Urbanisme commercial : la future loi déjà sur les rails

19 novembre 2008 - Bertrand Gobin

Décidément, 2008 aura été une année chargée pour le député Jean-Paul Charié. Rapporteur de la loi de modernisation de l’économie (LME) votée au début de l’été, il s’est également vu confier par le Premier ministre un rapport sur l’urbanisme commercial. Il le remettra à la mi-décembre à Matignon mais déjà, sur la base des premières conclusions rendues mi-novembre, on peut se faire une idée assez précise de son contenu. En clair, il faut s’attendre à une véritable révolution : la proposition de loi qui va émaner de ce rapport devrait en effet supprimer l’ensemble des textes issus du dispositif de la loi Royer de 1973. Rien de moins.
Lors de l’examen des volets urbanisme de la LME, le gouvernement avait laissé entendre sa volonté de faire entrer l’urbanisme commercial dans le droit commun de l’urbanisme. Ce sera chose faite d’ici à février.

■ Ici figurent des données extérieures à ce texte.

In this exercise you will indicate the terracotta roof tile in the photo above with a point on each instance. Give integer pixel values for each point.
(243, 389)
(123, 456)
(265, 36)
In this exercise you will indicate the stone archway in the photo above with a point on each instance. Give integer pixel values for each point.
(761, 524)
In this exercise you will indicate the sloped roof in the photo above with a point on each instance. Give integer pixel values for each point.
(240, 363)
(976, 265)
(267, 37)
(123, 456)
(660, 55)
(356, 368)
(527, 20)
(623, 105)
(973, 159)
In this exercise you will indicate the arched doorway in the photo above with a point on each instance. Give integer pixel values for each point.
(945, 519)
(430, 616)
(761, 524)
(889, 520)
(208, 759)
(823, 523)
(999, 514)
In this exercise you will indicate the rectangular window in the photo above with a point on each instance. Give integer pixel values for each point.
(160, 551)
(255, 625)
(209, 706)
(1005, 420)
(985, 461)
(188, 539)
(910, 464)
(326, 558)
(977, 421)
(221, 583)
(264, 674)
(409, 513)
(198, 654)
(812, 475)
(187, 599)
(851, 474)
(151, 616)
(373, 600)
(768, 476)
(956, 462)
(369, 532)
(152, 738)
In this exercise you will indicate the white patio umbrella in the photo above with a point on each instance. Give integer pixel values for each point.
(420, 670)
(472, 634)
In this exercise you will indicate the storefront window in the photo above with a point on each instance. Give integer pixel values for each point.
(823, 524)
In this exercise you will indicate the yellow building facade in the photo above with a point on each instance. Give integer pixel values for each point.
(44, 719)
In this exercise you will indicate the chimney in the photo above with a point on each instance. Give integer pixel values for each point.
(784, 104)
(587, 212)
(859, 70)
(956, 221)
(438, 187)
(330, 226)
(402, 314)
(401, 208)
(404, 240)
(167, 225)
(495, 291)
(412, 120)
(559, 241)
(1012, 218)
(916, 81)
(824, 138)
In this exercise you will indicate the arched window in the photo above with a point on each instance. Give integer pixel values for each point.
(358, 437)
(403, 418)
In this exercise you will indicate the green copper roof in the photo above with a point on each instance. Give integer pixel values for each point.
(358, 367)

La fin des CDEC… et des CDAC

L’un des points les plus significatifs de la réforme sera la suppression pure et simple de la référence aux mètres carrés. Un système de classes de projets (de 1 à 4 selon l’envergure de l’attractivité commerciale) sera instauré et intégré à des « volets commerce », destinés à remplacer CDEC et…CDAC, lesquelles n’auront du coup pratiquement pas servi ! Ce qui, au passage, donne une idée du véritable tourbillon législatif dans lequel évoluent actuellement les distributeurs.
Localement, les chartes commerciales en vigueur devront être profondément remaniées afin de pouvoir prétendre à un caractère « opposable ». Par exemple, elles ne devront plus faire référence ni aux tailles des points de vente ni aux critères économiques (zone de chalandise, prise en compte de la concurrence, etc.). C’est donc un puissant vent de libéralisme qui s’apprête à souffler sur le paysage commercial hexagonal. Deux points méritent cependant d’être soulignés.
Primo, de manière assez paradoxale, l’argumentaire développé par Jean-Paul Charié reflète une évidente volonté de redynamiser… le commerce de centre-ville. Sous certains aspects, sa vision des magasins de quartier rappelle les publicités « rue Gama » des années 80… Vouloir faire revenir des locomotives alimentaires intra-muros ; chercher à mettre en place des baux à loyers modérés pour installer des métiers de bouche là où seules les banques et assurances peuvent se les offrir : autant de vœux pieux qui, notamment fiscalement, seront bien difficiles à concrétiser.
Secundo, à la lumière de ce qui s’est passé en septembre et octobre avec le cafouillage lié aux circulaires de la Dcaspl, il est probable que la libéralisation des procédures d’extension génère une nouvelle vague massive de création de mètres carrés. Particulièrement en périphérie d’ailleurs, où chacun aura à cœur de ne pas laisser à ses concurrents le monopole des agrandissements. Tout cela va générer des investissements et donc des coûts qui pèseront sur les comptes des magasins. Conjugué à la diminution des marges liées au renforcement de la concurrence sur les prix, il en résultera à coup sûr une baisse de la rentabilité.
En mettant sur les rails cette vaste réforme de l’urbanisme commercial, le gouvernement va jouer très gros et engager le pays dans un mouvement de fond. A l’évidence, la future loi Charié restera dans les annales.